Portugal pode carimbar contra a Hungria o apuramento para os "quartos" do Europeu de futsal

Jorge Braz
FPF
Depois de vencer a Itália na estreia (6-2), a Seleção procura esta quarta-feira garantir a vaga nos quartos de final. Em Liubliana, os portugueses sabem que uma vitória os coloca na próxima fase do Euro. Jorge Braz pede "confiança" frente a um adversário que protagonizou uma surpresa na primeira jornada.
Após uma estreia convincente frente à Itália (6-2), Portugal quer hoje carimbar o acesso aos quartos de final do Campeonato da Europa de futsal. Pela frente, a Seleção Nacional terá a Hungria, que também entrou na prova com o pé direito, ao vencer a Polónia (4-2).
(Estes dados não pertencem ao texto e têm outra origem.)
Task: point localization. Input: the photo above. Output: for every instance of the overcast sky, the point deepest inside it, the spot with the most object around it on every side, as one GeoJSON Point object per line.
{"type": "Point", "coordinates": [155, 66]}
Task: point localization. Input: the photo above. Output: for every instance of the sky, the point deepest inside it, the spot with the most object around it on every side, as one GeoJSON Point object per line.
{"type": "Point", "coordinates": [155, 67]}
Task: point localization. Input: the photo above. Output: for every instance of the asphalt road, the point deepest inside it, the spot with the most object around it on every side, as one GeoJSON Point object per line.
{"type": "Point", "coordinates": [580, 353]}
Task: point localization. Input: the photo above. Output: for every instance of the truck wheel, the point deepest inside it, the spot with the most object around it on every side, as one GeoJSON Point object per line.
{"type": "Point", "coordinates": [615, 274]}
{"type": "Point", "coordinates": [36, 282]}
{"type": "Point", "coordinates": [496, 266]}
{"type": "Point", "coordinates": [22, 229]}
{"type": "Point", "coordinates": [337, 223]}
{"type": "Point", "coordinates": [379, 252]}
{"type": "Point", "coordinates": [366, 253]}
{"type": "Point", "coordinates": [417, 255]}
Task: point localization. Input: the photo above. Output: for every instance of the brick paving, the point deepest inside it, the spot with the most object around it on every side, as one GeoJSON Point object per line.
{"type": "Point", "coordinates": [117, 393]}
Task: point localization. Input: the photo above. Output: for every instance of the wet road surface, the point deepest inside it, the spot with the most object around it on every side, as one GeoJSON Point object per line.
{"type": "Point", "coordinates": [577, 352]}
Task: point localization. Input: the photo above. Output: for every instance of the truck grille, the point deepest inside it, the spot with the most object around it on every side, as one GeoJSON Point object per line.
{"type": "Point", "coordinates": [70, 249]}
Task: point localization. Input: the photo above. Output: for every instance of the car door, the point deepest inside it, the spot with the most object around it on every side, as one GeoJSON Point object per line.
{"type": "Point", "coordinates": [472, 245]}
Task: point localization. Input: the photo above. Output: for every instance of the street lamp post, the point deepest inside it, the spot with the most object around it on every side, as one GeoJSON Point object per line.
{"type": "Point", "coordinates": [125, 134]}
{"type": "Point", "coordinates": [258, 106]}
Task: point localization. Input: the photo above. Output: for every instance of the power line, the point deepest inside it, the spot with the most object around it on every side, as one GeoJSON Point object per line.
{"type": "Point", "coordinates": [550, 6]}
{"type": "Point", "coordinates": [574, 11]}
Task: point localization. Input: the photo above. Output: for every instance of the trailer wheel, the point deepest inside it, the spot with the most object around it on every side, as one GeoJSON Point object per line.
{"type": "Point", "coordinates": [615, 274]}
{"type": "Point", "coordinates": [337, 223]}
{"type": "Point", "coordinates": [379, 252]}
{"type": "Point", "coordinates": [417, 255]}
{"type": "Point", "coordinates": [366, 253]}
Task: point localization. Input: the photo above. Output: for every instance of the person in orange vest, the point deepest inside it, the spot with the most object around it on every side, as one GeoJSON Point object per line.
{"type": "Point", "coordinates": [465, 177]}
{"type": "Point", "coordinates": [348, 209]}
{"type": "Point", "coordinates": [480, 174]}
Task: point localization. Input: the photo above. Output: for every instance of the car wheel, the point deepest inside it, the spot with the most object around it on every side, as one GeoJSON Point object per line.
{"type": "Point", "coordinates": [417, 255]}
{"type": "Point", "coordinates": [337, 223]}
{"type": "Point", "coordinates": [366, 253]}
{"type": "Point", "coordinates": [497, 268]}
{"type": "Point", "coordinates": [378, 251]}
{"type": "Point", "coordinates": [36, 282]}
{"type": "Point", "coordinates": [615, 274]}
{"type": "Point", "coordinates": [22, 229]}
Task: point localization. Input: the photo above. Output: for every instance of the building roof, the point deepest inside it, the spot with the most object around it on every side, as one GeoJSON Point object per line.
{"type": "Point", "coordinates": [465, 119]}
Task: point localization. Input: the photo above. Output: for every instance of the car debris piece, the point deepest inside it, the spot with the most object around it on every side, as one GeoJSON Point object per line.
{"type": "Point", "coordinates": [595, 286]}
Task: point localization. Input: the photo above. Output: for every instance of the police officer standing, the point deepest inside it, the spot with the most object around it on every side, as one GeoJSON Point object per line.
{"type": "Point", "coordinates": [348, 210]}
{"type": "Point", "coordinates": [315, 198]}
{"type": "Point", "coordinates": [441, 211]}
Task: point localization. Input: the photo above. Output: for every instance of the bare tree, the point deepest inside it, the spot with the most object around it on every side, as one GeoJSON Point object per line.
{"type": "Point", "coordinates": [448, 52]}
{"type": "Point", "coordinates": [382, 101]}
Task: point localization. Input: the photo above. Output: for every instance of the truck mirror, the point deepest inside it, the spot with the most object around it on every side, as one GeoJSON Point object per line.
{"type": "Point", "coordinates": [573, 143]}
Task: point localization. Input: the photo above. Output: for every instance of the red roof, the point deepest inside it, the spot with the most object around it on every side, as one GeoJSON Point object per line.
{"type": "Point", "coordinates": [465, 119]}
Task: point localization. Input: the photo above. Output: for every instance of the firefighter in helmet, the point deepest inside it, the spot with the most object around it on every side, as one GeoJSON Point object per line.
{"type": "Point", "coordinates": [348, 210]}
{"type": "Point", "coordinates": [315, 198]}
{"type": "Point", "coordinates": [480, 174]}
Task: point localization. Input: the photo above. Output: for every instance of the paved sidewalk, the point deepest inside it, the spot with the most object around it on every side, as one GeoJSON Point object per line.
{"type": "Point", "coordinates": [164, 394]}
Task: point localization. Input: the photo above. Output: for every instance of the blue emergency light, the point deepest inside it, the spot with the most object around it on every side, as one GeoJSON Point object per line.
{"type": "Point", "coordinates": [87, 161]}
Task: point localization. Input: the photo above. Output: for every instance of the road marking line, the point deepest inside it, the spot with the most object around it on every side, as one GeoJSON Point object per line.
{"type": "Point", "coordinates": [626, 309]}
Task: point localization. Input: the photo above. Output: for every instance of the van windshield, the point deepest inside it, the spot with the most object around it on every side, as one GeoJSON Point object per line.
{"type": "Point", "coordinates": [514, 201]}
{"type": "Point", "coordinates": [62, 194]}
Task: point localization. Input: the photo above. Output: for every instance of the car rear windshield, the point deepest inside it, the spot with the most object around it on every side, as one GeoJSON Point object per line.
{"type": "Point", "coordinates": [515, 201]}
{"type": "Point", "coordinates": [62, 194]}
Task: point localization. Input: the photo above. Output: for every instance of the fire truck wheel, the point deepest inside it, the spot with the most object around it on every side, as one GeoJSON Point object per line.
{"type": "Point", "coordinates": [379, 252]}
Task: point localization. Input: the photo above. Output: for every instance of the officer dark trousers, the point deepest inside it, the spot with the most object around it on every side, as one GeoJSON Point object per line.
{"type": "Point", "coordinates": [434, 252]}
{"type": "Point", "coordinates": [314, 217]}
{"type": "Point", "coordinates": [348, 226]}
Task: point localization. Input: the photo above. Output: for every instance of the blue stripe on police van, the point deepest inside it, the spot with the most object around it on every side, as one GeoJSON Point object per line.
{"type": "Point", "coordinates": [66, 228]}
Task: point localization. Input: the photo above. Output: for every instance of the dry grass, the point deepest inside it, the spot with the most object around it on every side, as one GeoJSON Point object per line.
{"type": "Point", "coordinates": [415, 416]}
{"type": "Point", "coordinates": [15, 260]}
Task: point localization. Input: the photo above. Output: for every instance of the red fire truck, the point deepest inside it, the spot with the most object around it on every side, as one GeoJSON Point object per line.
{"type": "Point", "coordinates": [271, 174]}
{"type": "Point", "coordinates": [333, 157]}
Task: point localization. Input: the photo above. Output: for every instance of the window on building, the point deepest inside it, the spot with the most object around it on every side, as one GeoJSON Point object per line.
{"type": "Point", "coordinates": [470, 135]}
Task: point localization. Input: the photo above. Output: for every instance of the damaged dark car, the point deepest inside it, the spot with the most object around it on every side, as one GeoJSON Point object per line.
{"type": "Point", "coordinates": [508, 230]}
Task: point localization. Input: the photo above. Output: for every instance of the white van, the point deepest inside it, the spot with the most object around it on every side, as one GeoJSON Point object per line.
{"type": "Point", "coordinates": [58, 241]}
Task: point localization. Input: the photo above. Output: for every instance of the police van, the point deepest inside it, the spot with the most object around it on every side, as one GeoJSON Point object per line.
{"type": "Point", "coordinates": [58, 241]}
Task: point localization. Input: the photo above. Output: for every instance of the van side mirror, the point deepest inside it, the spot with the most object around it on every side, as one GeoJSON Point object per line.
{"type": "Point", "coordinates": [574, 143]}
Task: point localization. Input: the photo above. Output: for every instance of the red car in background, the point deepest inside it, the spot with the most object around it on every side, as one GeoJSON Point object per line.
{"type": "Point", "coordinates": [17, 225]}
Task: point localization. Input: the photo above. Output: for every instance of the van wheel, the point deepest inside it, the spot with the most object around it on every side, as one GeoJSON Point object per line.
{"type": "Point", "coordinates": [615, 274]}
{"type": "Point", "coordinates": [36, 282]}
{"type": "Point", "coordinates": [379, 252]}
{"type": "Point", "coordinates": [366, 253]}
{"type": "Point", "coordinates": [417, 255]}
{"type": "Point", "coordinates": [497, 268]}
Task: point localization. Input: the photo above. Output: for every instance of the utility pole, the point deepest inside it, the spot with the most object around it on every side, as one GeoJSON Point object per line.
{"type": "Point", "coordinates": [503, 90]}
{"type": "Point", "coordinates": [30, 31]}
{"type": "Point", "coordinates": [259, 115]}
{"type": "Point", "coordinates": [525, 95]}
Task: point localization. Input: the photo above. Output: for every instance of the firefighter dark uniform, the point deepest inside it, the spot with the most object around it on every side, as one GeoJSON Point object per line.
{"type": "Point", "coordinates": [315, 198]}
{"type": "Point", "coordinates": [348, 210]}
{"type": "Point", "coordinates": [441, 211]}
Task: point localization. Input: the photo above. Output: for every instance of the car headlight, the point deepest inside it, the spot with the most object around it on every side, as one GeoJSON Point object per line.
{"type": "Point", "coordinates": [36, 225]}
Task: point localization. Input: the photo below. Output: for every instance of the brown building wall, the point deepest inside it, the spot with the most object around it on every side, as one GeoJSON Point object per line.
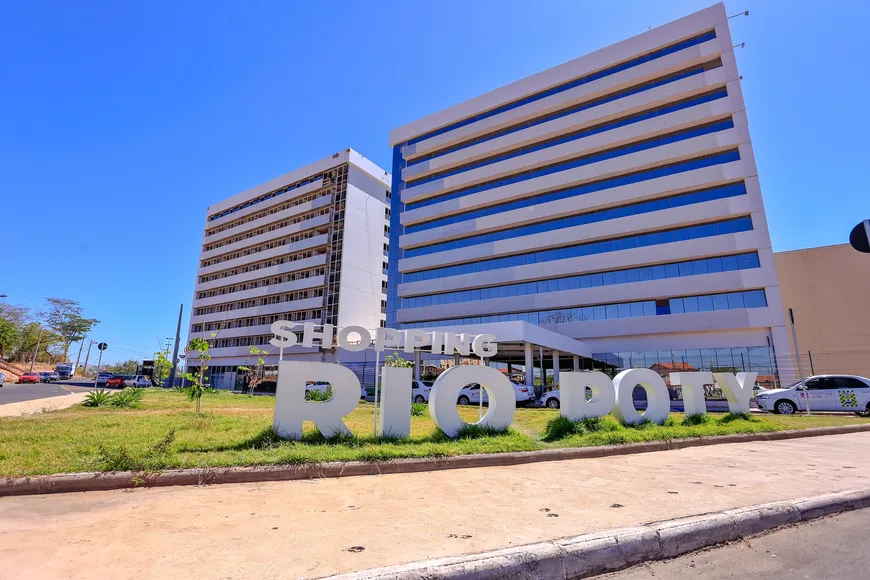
{"type": "Point", "coordinates": [829, 290]}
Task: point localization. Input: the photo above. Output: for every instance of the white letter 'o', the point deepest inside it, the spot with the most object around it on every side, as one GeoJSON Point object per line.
{"type": "Point", "coordinates": [658, 401]}
{"type": "Point", "coordinates": [445, 392]}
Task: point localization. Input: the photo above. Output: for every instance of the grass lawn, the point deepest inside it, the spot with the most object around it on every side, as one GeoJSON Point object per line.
{"type": "Point", "coordinates": [165, 432]}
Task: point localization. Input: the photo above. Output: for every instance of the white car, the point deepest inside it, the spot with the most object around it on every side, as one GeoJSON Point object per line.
{"type": "Point", "coordinates": [319, 387]}
{"type": "Point", "coordinates": [470, 395]}
{"type": "Point", "coordinates": [138, 381]}
{"type": "Point", "coordinates": [824, 392]}
{"type": "Point", "coordinates": [552, 399]}
{"type": "Point", "coordinates": [420, 391]}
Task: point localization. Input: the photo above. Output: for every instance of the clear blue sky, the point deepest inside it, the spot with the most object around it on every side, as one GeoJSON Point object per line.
{"type": "Point", "coordinates": [120, 122]}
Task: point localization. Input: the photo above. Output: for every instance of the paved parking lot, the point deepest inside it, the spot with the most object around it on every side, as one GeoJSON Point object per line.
{"type": "Point", "coordinates": [14, 393]}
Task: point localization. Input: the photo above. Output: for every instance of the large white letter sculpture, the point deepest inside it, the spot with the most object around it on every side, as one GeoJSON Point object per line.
{"type": "Point", "coordinates": [694, 402]}
{"type": "Point", "coordinates": [395, 408]}
{"type": "Point", "coordinates": [291, 408]}
{"type": "Point", "coordinates": [658, 402]}
{"type": "Point", "coordinates": [738, 390]}
{"type": "Point", "coordinates": [445, 392]}
{"type": "Point", "coordinates": [574, 405]}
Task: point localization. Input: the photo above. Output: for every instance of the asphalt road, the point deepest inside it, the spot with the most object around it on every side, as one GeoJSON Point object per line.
{"type": "Point", "coordinates": [14, 393]}
{"type": "Point", "coordinates": [831, 548]}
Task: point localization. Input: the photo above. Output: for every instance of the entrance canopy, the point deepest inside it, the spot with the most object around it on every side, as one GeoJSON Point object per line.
{"type": "Point", "coordinates": [517, 339]}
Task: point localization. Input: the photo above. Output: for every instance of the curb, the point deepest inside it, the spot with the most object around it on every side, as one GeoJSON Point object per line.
{"type": "Point", "coordinates": [599, 553]}
{"type": "Point", "coordinates": [102, 481]}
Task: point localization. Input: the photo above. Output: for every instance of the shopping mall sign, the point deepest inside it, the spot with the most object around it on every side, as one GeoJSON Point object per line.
{"type": "Point", "coordinates": [394, 410]}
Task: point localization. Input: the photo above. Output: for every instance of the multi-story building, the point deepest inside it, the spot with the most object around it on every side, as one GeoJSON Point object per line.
{"type": "Point", "coordinates": [613, 199]}
{"type": "Point", "coordinates": [309, 246]}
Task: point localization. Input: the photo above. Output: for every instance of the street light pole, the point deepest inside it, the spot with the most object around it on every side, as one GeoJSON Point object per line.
{"type": "Point", "coordinates": [36, 352]}
{"type": "Point", "coordinates": [797, 353]}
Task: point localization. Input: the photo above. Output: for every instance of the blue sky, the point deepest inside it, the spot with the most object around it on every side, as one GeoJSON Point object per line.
{"type": "Point", "coordinates": [120, 122]}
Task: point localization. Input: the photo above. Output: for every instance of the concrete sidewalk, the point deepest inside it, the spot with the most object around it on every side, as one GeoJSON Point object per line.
{"type": "Point", "coordinates": [320, 527]}
{"type": "Point", "coordinates": [41, 405]}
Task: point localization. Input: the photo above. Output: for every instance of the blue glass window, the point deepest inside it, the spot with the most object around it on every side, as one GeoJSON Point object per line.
{"type": "Point", "coordinates": [580, 162]}
{"type": "Point", "coordinates": [699, 39]}
{"type": "Point", "coordinates": [672, 270]}
{"type": "Point", "coordinates": [574, 136]}
{"type": "Point", "coordinates": [748, 299]}
{"type": "Point", "coordinates": [718, 159]}
{"type": "Point", "coordinates": [566, 283]}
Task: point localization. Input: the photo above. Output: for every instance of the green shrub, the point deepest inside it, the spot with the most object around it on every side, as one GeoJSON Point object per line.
{"type": "Point", "coordinates": [316, 395]}
{"type": "Point", "coordinates": [730, 417]}
{"type": "Point", "coordinates": [696, 419]}
{"type": "Point", "coordinates": [119, 459]}
{"type": "Point", "coordinates": [98, 398]}
{"type": "Point", "coordinates": [562, 427]}
{"type": "Point", "coordinates": [164, 446]}
{"type": "Point", "coordinates": [478, 431]}
{"type": "Point", "coordinates": [128, 398]}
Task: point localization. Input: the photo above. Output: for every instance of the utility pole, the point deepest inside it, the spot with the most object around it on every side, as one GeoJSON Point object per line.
{"type": "Point", "coordinates": [87, 356]}
{"type": "Point", "coordinates": [78, 358]}
{"type": "Point", "coordinates": [36, 352]}
{"type": "Point", "coordinates": [171, 380]}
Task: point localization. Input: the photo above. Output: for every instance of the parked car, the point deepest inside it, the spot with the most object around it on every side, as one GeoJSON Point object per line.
{"type": "Point", "coordinates": [552, 399]}
{"type": "Point", "coordinates": [848, 393]}
{"type": "Point", "coordinates": [138, 381]}
{"type": "Point", "coordinates": [103, 378]}
{"type": "Point", "coordinates": [471, 395]}
{"type": "Point", "coordinates": [116, 381]}
{"type": "Point", "coordinates": [420, 391]}
{"type": "Point", "coordinates": [29, 378]}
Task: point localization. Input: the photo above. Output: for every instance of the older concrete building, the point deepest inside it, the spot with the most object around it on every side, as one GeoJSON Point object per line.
{"type": "Point", "coordinates": [613, 199]}
{"type": "Point", "coordinates": [309, 246]}
{"type": "Point", "coordinates": [827, 289]}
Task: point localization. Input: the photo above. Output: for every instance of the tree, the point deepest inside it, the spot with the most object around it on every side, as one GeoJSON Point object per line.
{"type": "Point", "coordinates": [198, 378]}
{"type": "Point", "coordinates": [259, 353]}
{"type": "Point", "coordinates": [64, 316]}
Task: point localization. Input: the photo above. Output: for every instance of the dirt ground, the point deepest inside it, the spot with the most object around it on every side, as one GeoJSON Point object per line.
{"type": "Point", "coordinates": [321, 527]}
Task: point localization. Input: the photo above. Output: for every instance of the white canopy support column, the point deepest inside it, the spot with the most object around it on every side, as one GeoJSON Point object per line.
{"type": "Point", "coordinates": [556, 369]}
{"type": "Point", "coordinates": [417, 364]}
{"type": "Point", "coordinates": [530, 365]}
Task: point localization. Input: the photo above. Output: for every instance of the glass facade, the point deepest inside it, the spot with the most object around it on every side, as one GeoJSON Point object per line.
{"type": "Point", "coordinates": [694, 41]}
{"type": "Point", "coordinates": [609, 278]}
{"type": "Point", "coordinates": [725, 191]}
{"type": "Point", "coordinates": [736, 359]}
{"type": "Point", "coordinates": [660, 307]}
{"type": "Point", "coordinates": [580, 162]}
{"type": "Point", "coordinates": [613, 245]}
{"type": "Point", "coordinates": [673, 169]}
{"type": "Point", "coordinates": [582, 134]}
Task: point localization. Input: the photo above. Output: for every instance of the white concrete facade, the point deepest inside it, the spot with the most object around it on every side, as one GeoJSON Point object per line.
{"type": "Point", "coordinates": [613, 199]}
{"type": "Point", "coordinates": [308, 246]}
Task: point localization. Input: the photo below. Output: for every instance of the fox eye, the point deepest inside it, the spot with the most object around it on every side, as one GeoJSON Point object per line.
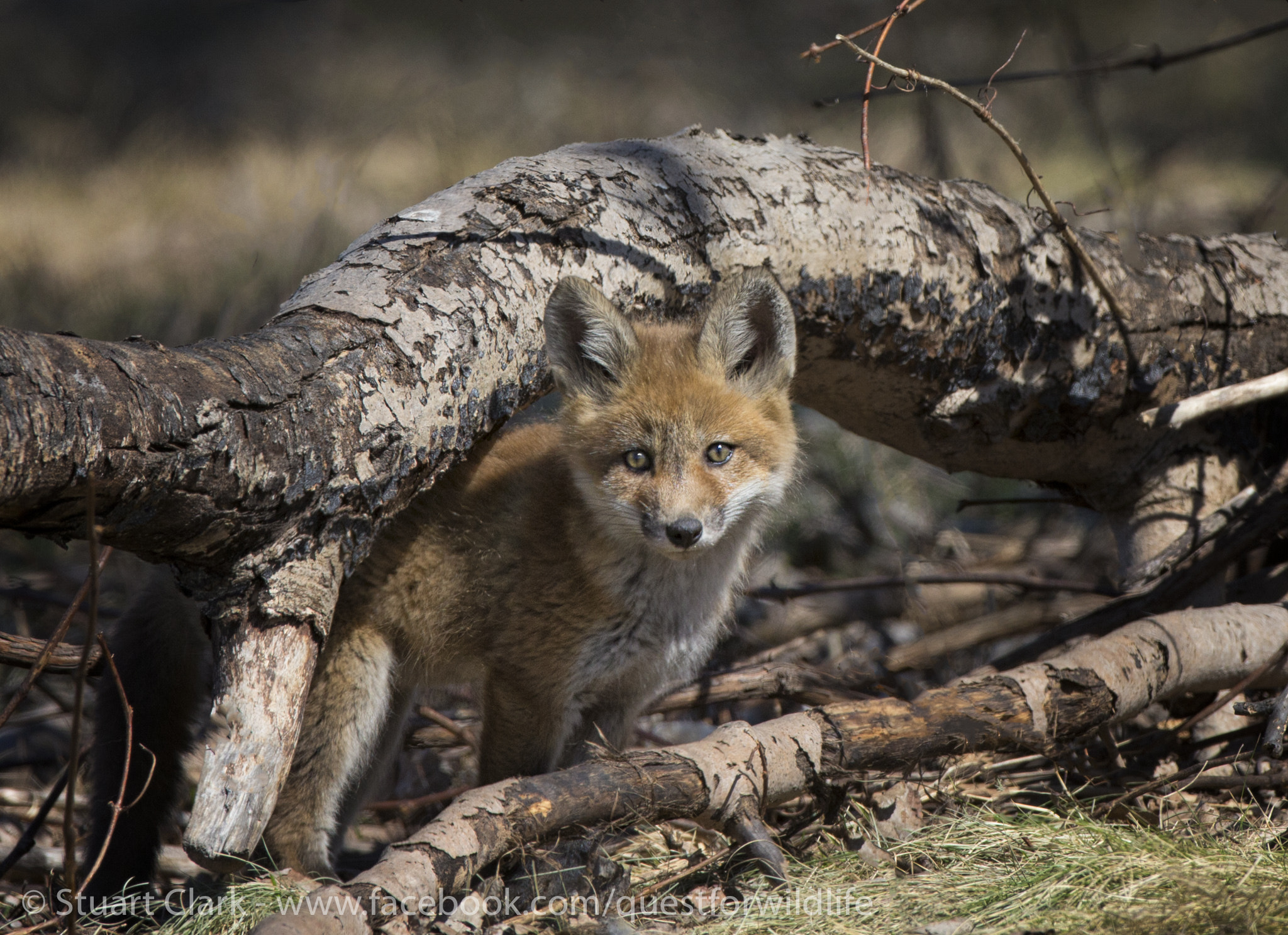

Apesar de partir como equipa pouco cotada para este torneio - é a seleção do Grupo D pior classificada no ranking da UEFA -, o selecionador Jorge Braz não se mostrou surpreendido com os magiares. "Tínhamos clara noção do nível de organização deles. Sabem muito bem o que fazem em todos os momentos do jogo. Juntaram a isso uma vontade competitiva e uma capacidade de ir gerindo o jogo, esperam pacientemente pela oportunidade. Vão tentar contrariar-nos, mas o mais importante é olharmos para nós e sermos nós em campo. Focados no nosso processo e no que temos de fazer. Se fizermos bem o nosso trabalho, então do outro lado ainda devem estar mais preocupados", frisou o técnico.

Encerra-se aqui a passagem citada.